[ACL 2023 Findings] FACTUAL: A Benchmark for Faithful and Consistent Textual Scene Graph Parsing

June 15, 2026 · View on GitHub

Faithful and Consistent Textual Scene Graph Parsing
Official repository for the ACL 2023 Findings paper, with code, datasets, pretrained models, and evaluation tools.

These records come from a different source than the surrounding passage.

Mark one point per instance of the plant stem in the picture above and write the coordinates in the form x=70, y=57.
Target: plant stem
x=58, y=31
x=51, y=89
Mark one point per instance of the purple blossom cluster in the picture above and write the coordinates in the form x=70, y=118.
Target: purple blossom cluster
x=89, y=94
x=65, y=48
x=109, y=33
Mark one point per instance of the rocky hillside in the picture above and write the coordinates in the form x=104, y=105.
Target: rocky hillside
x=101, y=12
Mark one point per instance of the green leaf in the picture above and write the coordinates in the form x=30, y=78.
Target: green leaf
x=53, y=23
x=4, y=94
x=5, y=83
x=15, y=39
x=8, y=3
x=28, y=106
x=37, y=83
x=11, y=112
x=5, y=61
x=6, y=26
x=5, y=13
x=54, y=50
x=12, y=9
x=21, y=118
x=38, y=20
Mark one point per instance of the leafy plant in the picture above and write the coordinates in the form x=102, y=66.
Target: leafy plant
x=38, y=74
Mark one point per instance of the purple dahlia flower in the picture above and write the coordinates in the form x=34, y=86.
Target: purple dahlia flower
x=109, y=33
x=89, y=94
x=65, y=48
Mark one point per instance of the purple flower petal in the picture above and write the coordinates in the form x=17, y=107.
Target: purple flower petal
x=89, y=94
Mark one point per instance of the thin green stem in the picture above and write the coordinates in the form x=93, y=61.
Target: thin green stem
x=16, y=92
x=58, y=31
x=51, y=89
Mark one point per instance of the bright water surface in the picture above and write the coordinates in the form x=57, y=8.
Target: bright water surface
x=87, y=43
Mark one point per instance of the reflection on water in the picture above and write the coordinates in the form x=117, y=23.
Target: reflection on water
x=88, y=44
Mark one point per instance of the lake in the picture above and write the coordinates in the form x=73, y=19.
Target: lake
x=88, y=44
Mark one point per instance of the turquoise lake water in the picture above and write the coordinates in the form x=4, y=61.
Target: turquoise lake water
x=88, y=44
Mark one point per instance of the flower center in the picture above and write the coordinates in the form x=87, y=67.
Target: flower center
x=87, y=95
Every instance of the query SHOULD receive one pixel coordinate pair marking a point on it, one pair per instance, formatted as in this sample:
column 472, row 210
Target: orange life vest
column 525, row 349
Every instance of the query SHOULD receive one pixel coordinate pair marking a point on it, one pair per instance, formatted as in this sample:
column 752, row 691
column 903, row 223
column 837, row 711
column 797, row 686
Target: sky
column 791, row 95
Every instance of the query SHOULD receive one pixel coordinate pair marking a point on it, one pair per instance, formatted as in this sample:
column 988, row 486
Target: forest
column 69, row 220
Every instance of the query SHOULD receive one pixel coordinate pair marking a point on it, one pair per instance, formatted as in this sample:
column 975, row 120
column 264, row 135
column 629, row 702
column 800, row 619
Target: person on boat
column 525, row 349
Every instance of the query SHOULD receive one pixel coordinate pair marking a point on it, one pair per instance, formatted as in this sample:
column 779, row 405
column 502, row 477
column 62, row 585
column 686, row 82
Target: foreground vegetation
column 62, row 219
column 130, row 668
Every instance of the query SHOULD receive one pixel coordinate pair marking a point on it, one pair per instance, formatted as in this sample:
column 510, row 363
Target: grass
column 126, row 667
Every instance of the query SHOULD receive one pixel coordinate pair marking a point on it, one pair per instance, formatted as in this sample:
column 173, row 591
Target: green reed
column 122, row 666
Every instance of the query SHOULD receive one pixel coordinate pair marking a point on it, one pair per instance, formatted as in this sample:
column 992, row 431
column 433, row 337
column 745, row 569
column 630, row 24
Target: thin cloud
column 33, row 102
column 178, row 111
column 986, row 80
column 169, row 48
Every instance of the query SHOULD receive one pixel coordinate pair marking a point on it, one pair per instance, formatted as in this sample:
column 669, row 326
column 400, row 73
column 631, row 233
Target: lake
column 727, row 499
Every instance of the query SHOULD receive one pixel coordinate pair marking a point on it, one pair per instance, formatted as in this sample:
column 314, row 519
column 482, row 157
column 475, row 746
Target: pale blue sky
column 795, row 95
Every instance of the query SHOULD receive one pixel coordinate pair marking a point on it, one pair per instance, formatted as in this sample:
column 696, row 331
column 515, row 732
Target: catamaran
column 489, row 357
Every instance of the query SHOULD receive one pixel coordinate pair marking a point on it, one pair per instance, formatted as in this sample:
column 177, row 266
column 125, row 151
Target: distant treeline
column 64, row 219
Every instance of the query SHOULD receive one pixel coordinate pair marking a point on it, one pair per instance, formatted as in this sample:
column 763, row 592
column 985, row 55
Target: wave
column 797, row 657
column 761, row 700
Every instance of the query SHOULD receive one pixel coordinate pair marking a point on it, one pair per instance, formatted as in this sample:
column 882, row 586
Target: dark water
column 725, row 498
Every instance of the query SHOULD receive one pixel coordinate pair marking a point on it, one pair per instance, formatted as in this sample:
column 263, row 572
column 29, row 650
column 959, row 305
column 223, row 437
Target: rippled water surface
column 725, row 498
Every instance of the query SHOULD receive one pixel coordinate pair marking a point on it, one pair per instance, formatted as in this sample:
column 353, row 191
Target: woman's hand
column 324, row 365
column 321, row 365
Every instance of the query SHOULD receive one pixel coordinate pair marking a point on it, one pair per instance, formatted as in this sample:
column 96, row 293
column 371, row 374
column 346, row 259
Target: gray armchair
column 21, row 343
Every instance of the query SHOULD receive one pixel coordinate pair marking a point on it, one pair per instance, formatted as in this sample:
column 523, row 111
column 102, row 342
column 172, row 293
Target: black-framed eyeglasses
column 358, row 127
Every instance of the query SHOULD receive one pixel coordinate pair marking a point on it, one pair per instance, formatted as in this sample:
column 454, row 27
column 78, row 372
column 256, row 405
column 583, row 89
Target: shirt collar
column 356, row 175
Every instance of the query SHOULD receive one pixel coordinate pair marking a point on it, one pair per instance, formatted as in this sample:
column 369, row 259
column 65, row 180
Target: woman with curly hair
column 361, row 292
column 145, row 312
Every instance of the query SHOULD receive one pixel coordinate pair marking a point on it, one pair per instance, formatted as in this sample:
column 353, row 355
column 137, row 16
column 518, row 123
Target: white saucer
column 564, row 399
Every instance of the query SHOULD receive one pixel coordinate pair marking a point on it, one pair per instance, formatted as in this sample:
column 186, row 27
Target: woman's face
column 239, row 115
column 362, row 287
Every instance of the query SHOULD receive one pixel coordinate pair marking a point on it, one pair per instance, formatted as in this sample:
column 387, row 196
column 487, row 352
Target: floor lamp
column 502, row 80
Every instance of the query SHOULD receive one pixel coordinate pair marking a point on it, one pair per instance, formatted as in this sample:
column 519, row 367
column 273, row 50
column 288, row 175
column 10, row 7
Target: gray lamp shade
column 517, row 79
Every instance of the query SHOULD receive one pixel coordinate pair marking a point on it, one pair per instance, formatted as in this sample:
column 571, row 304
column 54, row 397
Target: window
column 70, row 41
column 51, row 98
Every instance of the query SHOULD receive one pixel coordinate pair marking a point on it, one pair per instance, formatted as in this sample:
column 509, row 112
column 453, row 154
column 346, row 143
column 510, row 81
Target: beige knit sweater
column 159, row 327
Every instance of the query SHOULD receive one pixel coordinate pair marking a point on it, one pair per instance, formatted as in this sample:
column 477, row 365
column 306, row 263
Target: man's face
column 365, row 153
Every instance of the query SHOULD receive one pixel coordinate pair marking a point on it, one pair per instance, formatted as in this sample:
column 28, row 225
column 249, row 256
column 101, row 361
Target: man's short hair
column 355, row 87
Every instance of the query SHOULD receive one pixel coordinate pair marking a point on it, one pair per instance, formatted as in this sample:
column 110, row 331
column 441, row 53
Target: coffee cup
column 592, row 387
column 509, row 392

FACTUAL DiscoSG-Refiner PyPI version Downloads MIT License


Overview

FACTUAL is a benchmark and toolkit for faithful, consistent, and practical textual scene graph parsing. It provides:

  • pretrained parsers for converting text into scene graphs,
  • benchmark datasets for training and evaluation,
  • evaluation tools including SPICE, Soft-SPICE, and Set Match,
  • support for both single-sentence and multi-sentence scene graph parsing.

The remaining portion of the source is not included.